Außerdem sprach sie sich dafür aus, bei der Altersfeststellung von Menschen ohne Papieren zukünftig mit zwei Gutachtern zu arbeiten und nach einigen Wochen eine Zweitprüfung vorzunehmen. Viele junge Flüchtlinge sähen aufgrund der Strapazen direkt nach ihrem Eintreffen in der ZASt sehr viel älter aus als einige Wochen später, wenn sie sich erholt hätten, so Schwenke.
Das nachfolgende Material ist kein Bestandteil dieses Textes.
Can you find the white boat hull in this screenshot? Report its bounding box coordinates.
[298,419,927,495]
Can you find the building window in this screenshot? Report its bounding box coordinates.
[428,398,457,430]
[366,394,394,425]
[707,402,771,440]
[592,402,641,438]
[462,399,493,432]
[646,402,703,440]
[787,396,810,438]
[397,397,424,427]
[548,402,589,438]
Zum Abschluss berichtete Cheickna Hamala Fadiga von der Saalekreis Refugee Association von seinem Alltag als Flüchtling in Sachsen-Anhalt. Er ist im Asylbewerberheim Krumpa mit zwei anderen Männern in einem Zimmer untergebracht, bis zur nächsten Einkaufsmöglichkeit seien es 2,5 Kilometer. Die Zimmerausstattung sei mangelhaft, es gebe beispielsweise nur eine Glühbirne für die drei Zimmerbewohner. Fadiga stellte die zentrale Unterbringung in Frage, sie sei nicht unbedingt kostengünstiger als die dezentrale, befördere jedoch die Isolation der Flüchtlinge und verhindere die Integration. Außerdem plädierte Fadiga für die freie Ortswahl der Flüchtlinge und Bildungsmöglichkeiten.

Fadiga erzählte außerdem von Mitarbeitern, die Flüchtlinge anschrien und die Versammlungsfreiheit unterbänden. Das Angebot an Deutschkursen sei mangelhaft. Anfangs gab es eine Stunde wöchentlich für 285 Menschen, später mit Hilfe von Studenten der Hochschule Merseburg ein bis zwei Mal pro Woche. Jetzt sei man wieder auf dem Stand von einmal wöchentlich, allerdings mit einer Lehrerin, die nur Deutsch spreche. Gemeinsam mit anderen Flüchtlingen fahre er daher jetzt selbst zweimal wöchentlich zur Hochschule Merseburg, die Kosten dafür müsse er allerdings selbst übernehmen.

Der Ausschuss für Inneres und Sport wird sich weiter mit dem Thema befassen, um dann eine entsprechende Beschlussempfehlung für den Landtag zu erarbeiten.